What follows is the most important phase: a waiting period. This observation and challenge window typically lasts one to two days. During this time, the system’s monitoring infrastructure verifies the request and prepares the corresponding Bitcoin-side action. The delay exists for a reason. It creates space to detect errors, abnormal behavior, or compromised requests before irreversible settlement occurs on Bitcoin.
Once the window closes, the system prepares the unlock on Bitcoin itself. The BTC was originally placed in a Bitcoin-native locking structure with specific cryptographic conditions. Fulfilling those conditions requires coordination and validation, not discretion. This step can vary in duration depending on the staking or covenant design, but it is procedural rather than subjective.

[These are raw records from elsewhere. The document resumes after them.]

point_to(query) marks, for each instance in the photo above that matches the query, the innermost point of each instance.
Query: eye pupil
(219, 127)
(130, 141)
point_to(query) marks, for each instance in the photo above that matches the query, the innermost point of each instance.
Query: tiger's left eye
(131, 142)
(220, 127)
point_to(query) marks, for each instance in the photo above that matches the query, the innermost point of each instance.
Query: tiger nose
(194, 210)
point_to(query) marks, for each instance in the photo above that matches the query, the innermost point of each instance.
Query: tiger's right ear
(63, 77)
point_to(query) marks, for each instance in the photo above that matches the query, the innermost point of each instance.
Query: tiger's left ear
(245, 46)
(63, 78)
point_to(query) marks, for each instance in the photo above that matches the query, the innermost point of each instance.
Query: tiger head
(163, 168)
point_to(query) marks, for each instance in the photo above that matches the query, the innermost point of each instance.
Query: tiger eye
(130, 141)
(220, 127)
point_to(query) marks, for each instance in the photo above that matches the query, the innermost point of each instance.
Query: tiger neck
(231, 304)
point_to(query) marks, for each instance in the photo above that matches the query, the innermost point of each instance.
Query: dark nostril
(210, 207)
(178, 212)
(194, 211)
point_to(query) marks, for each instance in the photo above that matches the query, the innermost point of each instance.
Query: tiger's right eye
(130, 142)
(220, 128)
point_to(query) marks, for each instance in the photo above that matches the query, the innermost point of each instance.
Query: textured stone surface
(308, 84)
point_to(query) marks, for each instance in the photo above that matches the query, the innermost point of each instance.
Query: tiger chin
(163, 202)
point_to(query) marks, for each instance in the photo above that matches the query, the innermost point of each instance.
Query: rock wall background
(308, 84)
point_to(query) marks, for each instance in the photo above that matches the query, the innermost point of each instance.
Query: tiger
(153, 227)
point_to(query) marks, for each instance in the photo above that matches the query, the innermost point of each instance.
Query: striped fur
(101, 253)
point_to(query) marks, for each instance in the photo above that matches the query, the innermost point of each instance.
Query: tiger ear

The final phase is Bitcoin settlement. The unlock transaction is broadcast to the Bitcoin network and must receive confirmations before it is considered final. Under normal conditions, this takes anywhere from minutes to over an hour. When confirmations are complete, the BTC arrives at the user’s address. At that point, the process is finished.
In total, a standard redemption cycle is typically measured in days, not minutes. Three to five days is a reasonable expectation under normal network conditions. This timeline is deliberate. Instant redemptions would require pooled liquidity and custodial shortcuts. Lorenzo’s design avoids that by tying every redemption to actual Bitcoin locked under Bitcoin’s own rules.
The trade-off is simple and explicit. You wait longer, but you can follow every step. From the initial burn to the final Bitcoin transaction, the process is observable and auditable. The delay is not friction added by an intermediary. It is the cost of maintaining non-custodial integrity across chains.
A short story to close:
I explained this redemption flow to my friend 赵磊 over coffee. He frowned at the timeline and said it felt slow. Then he paused and laughed. “Bitcoin was never about speed anyway,” he said. “It was about knowing where your money actually is.” We didn’t talk about yield after that. We talked about patience.